Jamie Muir (born 2 February 1941) is a Canadian educator and politician. He represented the electoral district of Truro-Bible Hill in the Nova Scotia House of Assembly from 1998 to 2009. He was a member of the Progressive Conservative Party of Nova Scotia.

==Background==

Born in 1941 at Truro, Nova Scotia, Muir graduated from Dalhousie University with a Bachelor of Arts and Bachelor of Education degree before completing his Master's and Doctorate degrees in education at the University of Virginia.
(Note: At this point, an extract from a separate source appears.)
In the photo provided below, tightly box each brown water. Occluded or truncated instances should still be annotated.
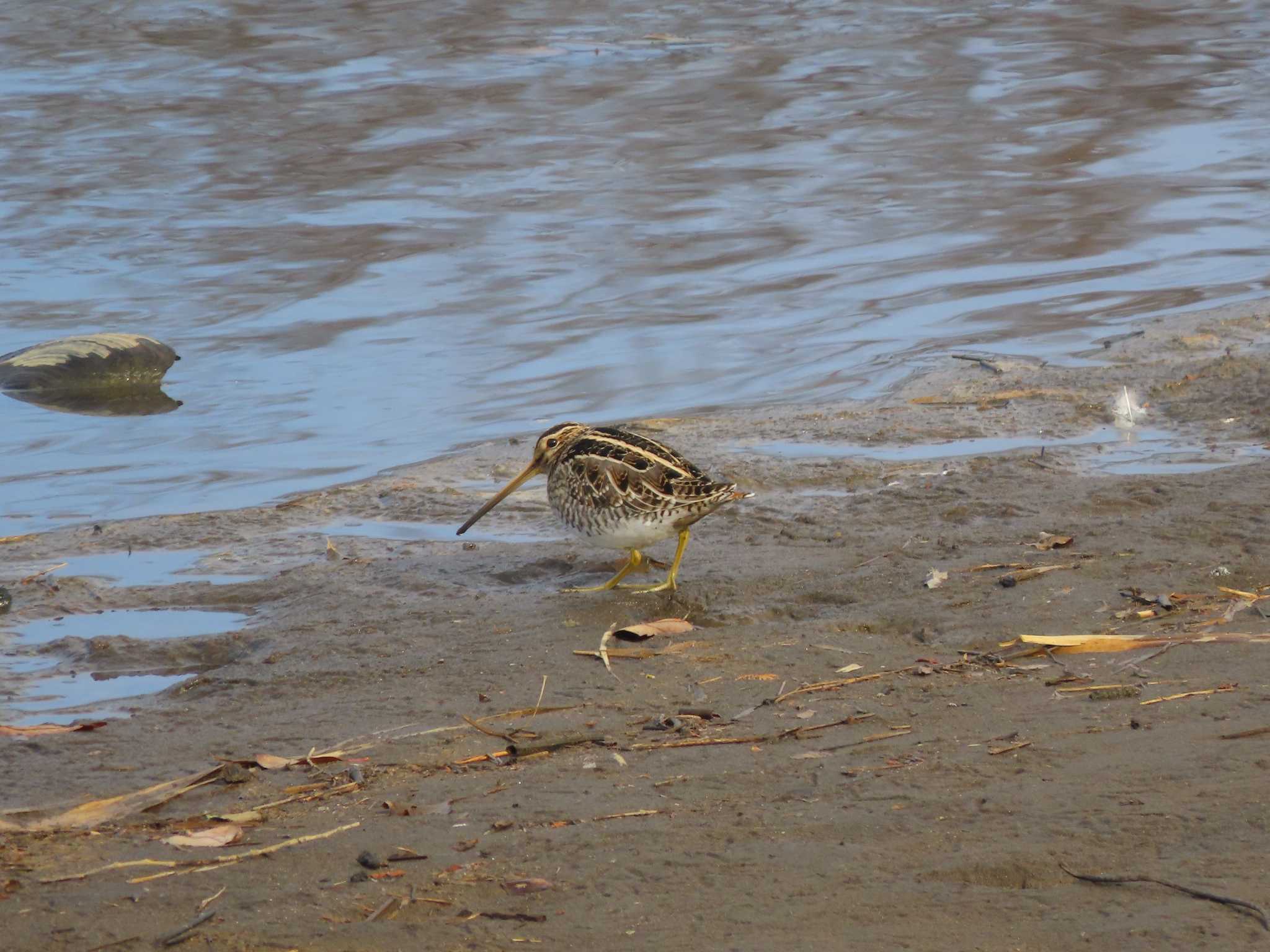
[0,0,1270,534]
In 1964, he married Mary Jean Cox. They have four children.

==Employment history==

Muir taught as a Frontier College instructor and a high school teacher in Truro before serving as Director of Inspection Services in the Nova Scotia Department of Education. He also served as inspector of schools in Cumberland, Colchester and Hants counties.
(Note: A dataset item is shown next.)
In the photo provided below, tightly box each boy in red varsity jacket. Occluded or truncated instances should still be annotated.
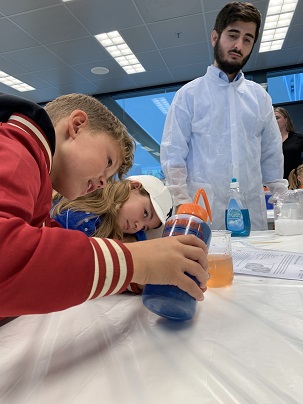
[0,94,208,317]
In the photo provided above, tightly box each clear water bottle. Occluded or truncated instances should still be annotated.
[142,189,212,321]
[225,178,251,237]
He has taught at the post-secondary level, lecturing at University of Prince Edward Island, serving as assistant professor at Memorial University of Newfoundland, senior research associate at the Atlantic Institute of Education, principal of the Nova Scotia Teachers College from 1989 to 1994 and as a faculty member in the education department at St. Francis Xavier University.

==Political career==

Muir entered provincial politics in the 1998 election, defeating former Liberal cabinet minister Eleanor Norrie in the Truro-Bible Hill riding. He was re-elected in the 1999 election. In August 1999, Muir was appointed to the Executive Council of Nova Scotia as Minister of Health. On 19 December 2002, Muir was moved to Attorney General and Minister of Justice.
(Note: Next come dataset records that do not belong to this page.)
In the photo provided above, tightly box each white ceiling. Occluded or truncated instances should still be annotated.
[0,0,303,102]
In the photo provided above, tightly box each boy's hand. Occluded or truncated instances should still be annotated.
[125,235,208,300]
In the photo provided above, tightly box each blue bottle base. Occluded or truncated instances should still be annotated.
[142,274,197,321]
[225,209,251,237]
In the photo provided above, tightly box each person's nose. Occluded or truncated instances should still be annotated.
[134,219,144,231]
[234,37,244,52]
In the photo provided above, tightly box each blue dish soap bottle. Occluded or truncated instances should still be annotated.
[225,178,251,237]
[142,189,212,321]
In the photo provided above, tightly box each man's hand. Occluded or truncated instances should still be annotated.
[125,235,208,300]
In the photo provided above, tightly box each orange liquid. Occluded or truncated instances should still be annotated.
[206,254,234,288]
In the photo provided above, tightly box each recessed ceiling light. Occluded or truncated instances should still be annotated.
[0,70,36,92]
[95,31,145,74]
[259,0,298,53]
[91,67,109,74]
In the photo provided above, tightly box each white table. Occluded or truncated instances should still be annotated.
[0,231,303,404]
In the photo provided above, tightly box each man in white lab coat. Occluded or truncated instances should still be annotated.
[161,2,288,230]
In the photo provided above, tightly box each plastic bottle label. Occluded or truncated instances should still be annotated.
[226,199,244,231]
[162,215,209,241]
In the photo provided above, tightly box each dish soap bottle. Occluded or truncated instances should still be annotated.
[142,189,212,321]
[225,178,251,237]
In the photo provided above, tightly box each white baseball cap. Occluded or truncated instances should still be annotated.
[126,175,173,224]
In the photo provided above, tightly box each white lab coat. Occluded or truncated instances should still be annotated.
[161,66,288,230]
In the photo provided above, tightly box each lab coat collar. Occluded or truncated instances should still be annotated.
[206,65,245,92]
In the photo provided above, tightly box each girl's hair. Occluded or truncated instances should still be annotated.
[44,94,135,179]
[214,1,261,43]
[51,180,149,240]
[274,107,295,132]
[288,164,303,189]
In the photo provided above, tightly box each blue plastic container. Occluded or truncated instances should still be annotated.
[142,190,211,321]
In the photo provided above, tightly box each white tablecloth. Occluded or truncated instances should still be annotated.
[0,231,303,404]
In the 2003 election, Muir was re-elected by over 1500 votes. On 15 August 2003, Muir was moved to Minister of Education in a post-election cabinet shuffle. He retained the education portfolio when Rodney MacDonald took over as premier in February 2006.

Muir was re-elected in 2006. On 26 June 2006, MacDonald shuffled his cabinet, moving Muir to Minister of Service Nova Scotia and Municipal Relations. In October 2007, Muir was given an additional role in cabinet as chair of the Treasury and Policy Board. Muir announced on 29 December 2008, that he would not reoffer in the next election, and was shuffled out of cabinet on 7 January 2009. He returned to cabinet on 10 March 2009, taking over as Minister of Finance and Minister of Aboriginal Affairs, following the death of Michael Baker. Muir retired later that year.